If it takes 500F+ to cause ignition for wood and the material is a certain type of steel..and it has to travel XX inches,,,It is a simple heat transfer calculation to figure out how hot the stove needs to get to achieve 500F inside the hopper.  You can be sure the engineers did that calculation.

It would be kinda like worrying if your fuel injection system on your car could catch on fire.  Sure, anything can happen when you have fire and combustibles, but not when it is operating properly.


----------



## Highbeam (Jan 8, 2015)

F4jock said:


> Front of stove door is 154f. Can keep finger there for approx one second ×/- before it hurts. Temp is temp just like calories are calories.


 


SmokeyTheBear said:


> Children please play nicely now.
> 
> Thank you.


 
I hope we all have pretty thick skin, mine just must be thicker.

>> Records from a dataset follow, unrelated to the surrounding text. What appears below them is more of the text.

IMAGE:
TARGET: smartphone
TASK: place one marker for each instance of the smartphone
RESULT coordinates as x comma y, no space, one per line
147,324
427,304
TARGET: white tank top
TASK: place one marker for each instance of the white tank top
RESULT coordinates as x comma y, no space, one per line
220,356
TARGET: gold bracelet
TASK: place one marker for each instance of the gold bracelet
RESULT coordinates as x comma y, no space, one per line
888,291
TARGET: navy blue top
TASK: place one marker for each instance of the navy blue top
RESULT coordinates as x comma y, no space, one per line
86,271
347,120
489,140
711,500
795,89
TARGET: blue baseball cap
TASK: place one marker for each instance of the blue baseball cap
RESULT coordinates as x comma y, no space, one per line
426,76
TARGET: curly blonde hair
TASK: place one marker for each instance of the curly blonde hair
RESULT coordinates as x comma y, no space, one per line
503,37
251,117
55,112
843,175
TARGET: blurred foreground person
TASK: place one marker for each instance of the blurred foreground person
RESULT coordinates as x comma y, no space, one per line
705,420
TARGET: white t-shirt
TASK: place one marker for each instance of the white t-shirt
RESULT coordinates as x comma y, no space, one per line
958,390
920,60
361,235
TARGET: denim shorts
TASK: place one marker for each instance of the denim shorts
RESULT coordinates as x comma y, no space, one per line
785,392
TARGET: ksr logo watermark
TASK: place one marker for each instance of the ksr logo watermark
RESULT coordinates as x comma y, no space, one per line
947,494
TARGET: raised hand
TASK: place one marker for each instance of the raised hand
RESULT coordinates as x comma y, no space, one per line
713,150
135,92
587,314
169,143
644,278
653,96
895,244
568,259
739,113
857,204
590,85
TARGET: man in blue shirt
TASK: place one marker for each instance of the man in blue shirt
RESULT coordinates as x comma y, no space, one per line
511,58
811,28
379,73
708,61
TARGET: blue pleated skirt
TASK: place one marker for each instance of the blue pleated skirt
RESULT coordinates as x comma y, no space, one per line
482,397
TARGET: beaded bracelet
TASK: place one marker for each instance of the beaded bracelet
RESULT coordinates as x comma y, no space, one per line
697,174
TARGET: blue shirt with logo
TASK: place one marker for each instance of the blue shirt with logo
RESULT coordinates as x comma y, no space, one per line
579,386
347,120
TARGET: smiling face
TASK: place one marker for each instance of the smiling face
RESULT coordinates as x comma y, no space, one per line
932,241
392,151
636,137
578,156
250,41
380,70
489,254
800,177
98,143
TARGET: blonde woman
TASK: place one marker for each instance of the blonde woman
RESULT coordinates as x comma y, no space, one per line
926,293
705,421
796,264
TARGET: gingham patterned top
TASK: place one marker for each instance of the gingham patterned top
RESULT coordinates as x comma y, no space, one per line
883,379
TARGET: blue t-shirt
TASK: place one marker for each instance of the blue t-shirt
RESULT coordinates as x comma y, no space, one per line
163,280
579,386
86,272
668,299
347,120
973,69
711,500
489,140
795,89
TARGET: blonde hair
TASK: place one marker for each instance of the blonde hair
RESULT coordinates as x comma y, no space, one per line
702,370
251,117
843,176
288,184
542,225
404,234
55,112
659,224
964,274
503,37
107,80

Over 200 on the stove, it is hard to take a photo and hold everything. Easy to hold my hand on a 200 degree surface for at least several seconds. I am not willing to put my hand in a pot of 200 degree water. Temperature is temperature but there is so much more to determining temperature by touch.


----------



## SmokeyTheBear (Jan 8, 2015)

sportbikerider78 said:


> My drolet has no seal at all on the lid of the hopper.  It was never there.
> 
> If it takes 500F+ to cause ignition for wood and the material is a certain type of steel..and it has to travel XX inches,,,It is a simple heat transfer calculation to figure out how hot the stove needs to get to achieve 500F inside the hopper.  You can be sure the engineers did that calculation.
> 
> It would be kinda like worrying if your fuel injection system on your car could catch on fire.  Sure, anything can happen when you have fire and combustibles, but not when it is operating properly.




In case nobody has noticed we accumulate the abnormal operation corner cases on here.


----------



## F4jock (Jan 8, 2015)

Highbeam said:


> I hope we all have pretty thick skin, mine just must be thicker.
> 
> Over 200 on the stove, it is hard to take a photo and hold everything. Easy to hold my hand on a 200 degree surface for at least several seconds. I am not willing to put my hand in a pot of 200 degree water. Temperature is temperature but there is so much more to determining temperature by touch.


According to the ASTM the contact temperature that a human can stand for approximately 5 seconds after which one gets a first degree burn is 111 to 139f depending on the thermal conductivity of the heated surface. Metal is considered highly thermally conductive, ergo either  the time or temperature would have to be lower to avoid said burn. My conclusion: If you can hold your hand on metal heated to an honest 200f perhaps you should be applying for membership in the X-Men or questioning  the accuracy of your thermometer.


----------



## F4jock (Jan 8, 2015)

SmokeyTheBear said:


> In case nobody has noticed we accumulate the abnormal operation corner cases on here.


Yeah. And everyone knows a fuel injected Stingray can NOT beat a 413 in a quarter mile drag, Beach Boys notwithstanding.

Even with slicks. . . . . .


----------



## Snowy Rivers (Jan 8, 2015)

MOST PELLET STOVES have over temp snap switches that chop the power at 250 F
These are located in the area of the drop tube and the heat exchanger bonnet.

If the stove gets that hot it's going to shut off.

Fire is always a possibility with any appliance that has combustion going on inside, or any exposed elements that get hot (Red) as in electric heaters.

Oil furnaces, gas furnaces, propane heaters, electric wall heaters, pellet stoves, wood stoves, coal stoves, and on it goes.

We must be ever vigilant that our friendly fire is always seriously supervised when it's allowed to play.

Is it common to have a hopper fire, NO, CAN it happen ? YES, BUTTTTTTTTTTTTTTTT, SO CAN A VOLCANO 


Be safe.

Snowy


----------



## Francois (Jan 9, 2015)

md2002 said:


> again, they probably need a flame to ignite no matter how hot they are... it was worth asking the question though.




Like Smokey said, you need fuel, oxygen and a heat source.  Your stove has an igniter, no flame, just heat.


----------